Non ha, ovviamente, preteso di rappresentarla, né di intromettersi nella questione dei dazi che
istituzionalmente compete all’Unione e non ai singoli paesi.
Non ha chiesto la mancia, né avrebbe potuto accettarla ove mai gli fosse stata offerta.
Anzi, l’uno e l’altra sono stati molto attenti a non mettersi reciprocamente in imbarazzo,
coltivando un clima di famiglia diretto a preservare e mostrare la comune appartenenza politica.
Il dato, evidentemente, su cui entrambi investono, secondo una prospettiva di medio-lungo termine,
che va oltre le dispute, pur rilevanti, del momento.

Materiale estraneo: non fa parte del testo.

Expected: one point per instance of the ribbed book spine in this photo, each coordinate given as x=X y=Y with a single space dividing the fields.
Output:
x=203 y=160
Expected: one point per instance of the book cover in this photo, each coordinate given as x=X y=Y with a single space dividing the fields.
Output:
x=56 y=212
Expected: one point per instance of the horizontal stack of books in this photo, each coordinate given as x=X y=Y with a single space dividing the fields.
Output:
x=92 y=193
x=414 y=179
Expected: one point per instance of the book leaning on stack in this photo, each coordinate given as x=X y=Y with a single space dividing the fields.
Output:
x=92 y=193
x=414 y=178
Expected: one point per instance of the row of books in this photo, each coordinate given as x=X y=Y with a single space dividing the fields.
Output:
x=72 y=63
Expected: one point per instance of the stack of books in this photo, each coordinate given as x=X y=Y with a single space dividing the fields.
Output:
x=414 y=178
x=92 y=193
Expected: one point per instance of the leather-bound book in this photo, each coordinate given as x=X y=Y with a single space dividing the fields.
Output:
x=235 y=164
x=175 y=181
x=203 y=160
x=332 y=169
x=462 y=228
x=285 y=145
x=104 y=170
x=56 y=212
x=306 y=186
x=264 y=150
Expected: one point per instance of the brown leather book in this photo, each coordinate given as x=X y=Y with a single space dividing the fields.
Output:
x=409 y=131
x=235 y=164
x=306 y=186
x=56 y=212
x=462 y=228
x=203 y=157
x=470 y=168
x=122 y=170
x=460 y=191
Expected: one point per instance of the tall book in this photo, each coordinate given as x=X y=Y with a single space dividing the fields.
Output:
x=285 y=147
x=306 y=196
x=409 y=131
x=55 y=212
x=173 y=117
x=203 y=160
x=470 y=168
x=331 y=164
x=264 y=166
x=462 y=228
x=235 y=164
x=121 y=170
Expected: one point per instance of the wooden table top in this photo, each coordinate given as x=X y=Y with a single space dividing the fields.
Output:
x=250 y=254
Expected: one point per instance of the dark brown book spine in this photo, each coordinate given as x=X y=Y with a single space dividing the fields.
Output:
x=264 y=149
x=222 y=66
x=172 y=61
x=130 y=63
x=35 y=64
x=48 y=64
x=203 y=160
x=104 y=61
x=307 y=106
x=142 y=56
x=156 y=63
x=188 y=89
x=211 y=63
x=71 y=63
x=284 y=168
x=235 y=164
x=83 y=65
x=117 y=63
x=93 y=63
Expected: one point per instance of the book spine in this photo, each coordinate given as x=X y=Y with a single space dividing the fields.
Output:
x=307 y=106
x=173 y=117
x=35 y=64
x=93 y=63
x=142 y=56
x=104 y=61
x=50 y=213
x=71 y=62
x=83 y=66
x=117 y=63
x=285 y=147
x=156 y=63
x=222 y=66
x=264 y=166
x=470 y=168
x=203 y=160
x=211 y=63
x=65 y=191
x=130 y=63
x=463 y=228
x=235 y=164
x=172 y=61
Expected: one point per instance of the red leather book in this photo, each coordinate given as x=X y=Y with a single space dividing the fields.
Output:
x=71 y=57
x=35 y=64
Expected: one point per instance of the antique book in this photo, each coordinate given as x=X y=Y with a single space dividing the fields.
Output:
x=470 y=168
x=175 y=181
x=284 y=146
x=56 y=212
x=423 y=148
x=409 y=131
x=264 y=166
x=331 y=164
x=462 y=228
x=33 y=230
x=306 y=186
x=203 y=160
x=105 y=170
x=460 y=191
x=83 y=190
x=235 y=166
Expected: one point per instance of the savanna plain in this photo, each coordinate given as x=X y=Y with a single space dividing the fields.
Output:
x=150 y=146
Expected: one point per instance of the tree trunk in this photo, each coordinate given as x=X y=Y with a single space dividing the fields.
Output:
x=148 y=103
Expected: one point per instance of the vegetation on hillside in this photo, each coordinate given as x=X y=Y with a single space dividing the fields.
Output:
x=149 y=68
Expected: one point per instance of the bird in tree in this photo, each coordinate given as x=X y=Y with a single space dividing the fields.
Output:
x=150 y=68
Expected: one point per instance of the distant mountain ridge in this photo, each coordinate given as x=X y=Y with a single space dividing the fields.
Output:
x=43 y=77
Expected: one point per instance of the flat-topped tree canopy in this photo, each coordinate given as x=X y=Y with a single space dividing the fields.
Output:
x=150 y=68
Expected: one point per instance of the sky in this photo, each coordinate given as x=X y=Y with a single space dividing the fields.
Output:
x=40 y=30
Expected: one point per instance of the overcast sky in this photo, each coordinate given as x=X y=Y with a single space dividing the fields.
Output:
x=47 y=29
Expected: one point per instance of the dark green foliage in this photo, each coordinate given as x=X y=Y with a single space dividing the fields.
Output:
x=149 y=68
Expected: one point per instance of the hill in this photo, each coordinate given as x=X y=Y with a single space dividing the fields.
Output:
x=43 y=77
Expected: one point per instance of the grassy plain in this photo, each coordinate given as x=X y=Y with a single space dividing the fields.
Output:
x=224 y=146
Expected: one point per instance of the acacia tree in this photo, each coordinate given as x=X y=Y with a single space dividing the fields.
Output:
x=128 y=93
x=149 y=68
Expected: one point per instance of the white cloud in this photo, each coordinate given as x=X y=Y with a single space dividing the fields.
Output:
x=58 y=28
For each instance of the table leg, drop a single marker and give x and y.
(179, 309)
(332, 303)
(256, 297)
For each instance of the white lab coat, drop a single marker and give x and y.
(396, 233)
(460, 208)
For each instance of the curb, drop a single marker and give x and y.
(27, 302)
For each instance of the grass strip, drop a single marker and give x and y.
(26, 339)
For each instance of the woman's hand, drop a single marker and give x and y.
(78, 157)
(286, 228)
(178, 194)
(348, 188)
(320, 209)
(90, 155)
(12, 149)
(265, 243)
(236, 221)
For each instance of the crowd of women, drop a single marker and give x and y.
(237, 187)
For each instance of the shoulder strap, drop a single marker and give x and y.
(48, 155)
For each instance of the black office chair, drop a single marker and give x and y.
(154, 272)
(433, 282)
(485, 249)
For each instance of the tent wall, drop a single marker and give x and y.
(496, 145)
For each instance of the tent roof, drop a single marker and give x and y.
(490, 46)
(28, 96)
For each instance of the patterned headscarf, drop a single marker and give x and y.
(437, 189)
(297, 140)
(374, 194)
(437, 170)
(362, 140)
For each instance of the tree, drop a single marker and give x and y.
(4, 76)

A Trump preme che tra i più importanti Paesi dell’ Unione Europea ve ne sia uno con cui condividere
una parternship ideale, se così si può dire.
Anche l’ isolazionismo protezionista – pur nutrito da una persistente opzione egemonica ed
imperialista – altro non è se non, in definitiva, nelle forme colà possibili, una forma di
nazionalismo.
Ed altrettanto preme alla nostra Presidente del Consiglio non porsi in palese contraddizione con la
storica ed obbligata vocazione europea dell’Italia e, nel contempo – come su queste pagine è già
stato osservato – lasciarsi, un po’ per volta, assorbire dall’ onda trumpiana, quasi si trattasse
non di una scelta deliberata, ma, in definitiva, di un percorso necessariamente coerente all’
evoluzione dei rapporti di forza a livello internazionale.
Nell’ottica di quella competizione sino-americana che pretende, almeno secondo Trump, che ci si
schieri apertamente.
Meloni ha ottenuto che Trump venga a Roma, senza escludere che, nell’occasione, possa incontrare i
leader europei.
Nulla di sostanziale – Trump ha ribadito che vuole accordarsi con tutti, ma gli accordi intende
farli a modo suo – ma, in ogni caso, Giorgia Meloni ha messo il piede tra lo stipite e la porta per
evitare che venisse ancora una volta sbattuta in faccia all’ Europa, conservando, al contrario, uno
spiraglio di dialogo.
Onestamente non poteva fare di più. Ma neppure di meno.
Ad ogni modo, ha tenuto il punto anche a proposito della consonanza politica – e qualcosa di più, si
potrebbe dire “ideologica” – con Trump e con il movimento eufemisticamente detto “conservatore”, in
effetti, sovranista, con le inferenze nazionaliste o populiste che ne derivano, per ogni dove del
mondo.
Ha lisciato per il verso del pelo la dottrina MAGA che ispira Trump, affermando che intende
concorrere a rendere più grande anche quell’Occidente che Ursula von der Leyen, troppo
precipitosamente, ritiene defunto una volta per tutte.
Ma è soprattutto quella definizione che Giorgia Meloni dà di sé stessa, qualificandosi come
“nazionalista dell’ Occidente” che merita di essere approfondita.
Infatti, per quanto non appaia immediatamente di facile comprensione, sembra rappresentare la
sottile chiave di volta dell’effettivo pensiero e dell’ indirizzo strategico di Giorgia Meloni.